I thank you Father for blessing me so very much. For the gift of being Adam’s mom.

Thursday, February 10, 2005

The waiting room

Much of today was spent sitting in a large room, looking out a bank of floor to ceiling windows, waiting and watching. Looking out and thinking how beautiful the sunshine is on the snow, wishing that I could be out there. Thankful though that I have a place to go, to be monitored and able to live a full life. Waiting for my name to be called and listening to the ones that were. Patricia Williams, Patricia Pure, I told my mom it must be the Patricia hour. Having mine called and completely butchered. I understand that one though. It took my mom until my fifth year of marriage before she finally said it effortlessly. And she really is one smart cookie!

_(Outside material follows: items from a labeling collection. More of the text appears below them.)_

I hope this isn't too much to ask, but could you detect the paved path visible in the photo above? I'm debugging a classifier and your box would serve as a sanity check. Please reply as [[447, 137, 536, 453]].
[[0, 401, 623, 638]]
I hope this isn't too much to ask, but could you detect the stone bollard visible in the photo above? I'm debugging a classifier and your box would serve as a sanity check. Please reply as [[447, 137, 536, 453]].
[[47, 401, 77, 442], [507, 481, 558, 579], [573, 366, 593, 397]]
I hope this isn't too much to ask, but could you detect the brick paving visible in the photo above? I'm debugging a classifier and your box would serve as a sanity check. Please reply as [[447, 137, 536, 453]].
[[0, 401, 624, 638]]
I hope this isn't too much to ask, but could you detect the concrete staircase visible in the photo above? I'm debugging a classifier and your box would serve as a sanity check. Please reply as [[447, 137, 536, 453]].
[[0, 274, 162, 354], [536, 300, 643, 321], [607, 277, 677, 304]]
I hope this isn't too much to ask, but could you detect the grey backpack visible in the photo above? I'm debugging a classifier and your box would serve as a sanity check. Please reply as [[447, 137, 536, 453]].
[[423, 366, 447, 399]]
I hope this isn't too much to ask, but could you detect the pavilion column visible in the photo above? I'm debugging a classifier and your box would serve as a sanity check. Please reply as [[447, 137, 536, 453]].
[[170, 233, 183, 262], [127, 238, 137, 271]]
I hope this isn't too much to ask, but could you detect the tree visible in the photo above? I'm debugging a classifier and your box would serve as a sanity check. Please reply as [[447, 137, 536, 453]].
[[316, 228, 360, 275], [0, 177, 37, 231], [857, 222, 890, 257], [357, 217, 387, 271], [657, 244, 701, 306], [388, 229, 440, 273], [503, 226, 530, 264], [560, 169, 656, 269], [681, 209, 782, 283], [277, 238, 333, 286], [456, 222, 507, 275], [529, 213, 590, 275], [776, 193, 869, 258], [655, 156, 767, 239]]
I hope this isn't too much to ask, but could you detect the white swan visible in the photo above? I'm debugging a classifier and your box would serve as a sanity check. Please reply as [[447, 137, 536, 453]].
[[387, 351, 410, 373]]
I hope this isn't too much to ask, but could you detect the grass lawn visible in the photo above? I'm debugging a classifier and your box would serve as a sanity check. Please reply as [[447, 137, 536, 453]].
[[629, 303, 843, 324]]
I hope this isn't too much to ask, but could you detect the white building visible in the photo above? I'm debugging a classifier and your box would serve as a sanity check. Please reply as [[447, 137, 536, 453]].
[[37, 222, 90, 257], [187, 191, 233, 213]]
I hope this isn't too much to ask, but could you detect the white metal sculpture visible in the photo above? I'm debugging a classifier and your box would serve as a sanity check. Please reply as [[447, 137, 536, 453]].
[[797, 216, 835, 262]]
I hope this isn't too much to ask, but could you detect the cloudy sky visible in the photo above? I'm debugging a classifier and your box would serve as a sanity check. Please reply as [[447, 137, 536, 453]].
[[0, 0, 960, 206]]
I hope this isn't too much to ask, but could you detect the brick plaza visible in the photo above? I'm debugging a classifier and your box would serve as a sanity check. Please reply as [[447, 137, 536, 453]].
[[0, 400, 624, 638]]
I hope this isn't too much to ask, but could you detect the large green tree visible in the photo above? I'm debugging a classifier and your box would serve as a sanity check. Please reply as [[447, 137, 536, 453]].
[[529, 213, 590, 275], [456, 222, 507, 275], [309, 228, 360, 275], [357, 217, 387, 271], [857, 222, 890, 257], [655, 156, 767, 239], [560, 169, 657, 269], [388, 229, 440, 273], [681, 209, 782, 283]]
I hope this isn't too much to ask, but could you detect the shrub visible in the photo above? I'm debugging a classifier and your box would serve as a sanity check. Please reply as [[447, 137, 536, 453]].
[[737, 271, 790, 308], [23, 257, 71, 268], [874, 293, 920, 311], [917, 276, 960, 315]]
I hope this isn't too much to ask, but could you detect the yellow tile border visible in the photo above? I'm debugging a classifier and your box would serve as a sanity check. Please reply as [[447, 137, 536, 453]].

The watching part was the best. Upon entering the hospital, there sat an elderly man, one empty seat, and an elderly woman. Both were fast asleep. I wondered out loud to my mom how long had they been waiting! The two little ones there with their g'ma and mom. Playing with the waiting room toys and finally submitting to the pent up energy - running and chasing each other down the hall. Whispering rather loudly, "We're going to get in trouble". They never did.

Eyes really are the window to the soul, even across a large room. The fear, the unknown, the love, it's all there. Even under the strain of the unknown, persons are friendlier, more tolerant, display affection easier, open and interested in others. Not to be in their business, but to really know - how are you - to a complete stranger.

And in some, the hope. How often you are able to identify someone, who walks in Christ, sitting in a waiting room. The emotions are kept in control by His unexplainable peace.

I left there with news that I have to return in a month instead of three. I left there with something else though:

Why is it that the goodness of man usually is mostly seen when in a waiting room? Why not in the room of living life?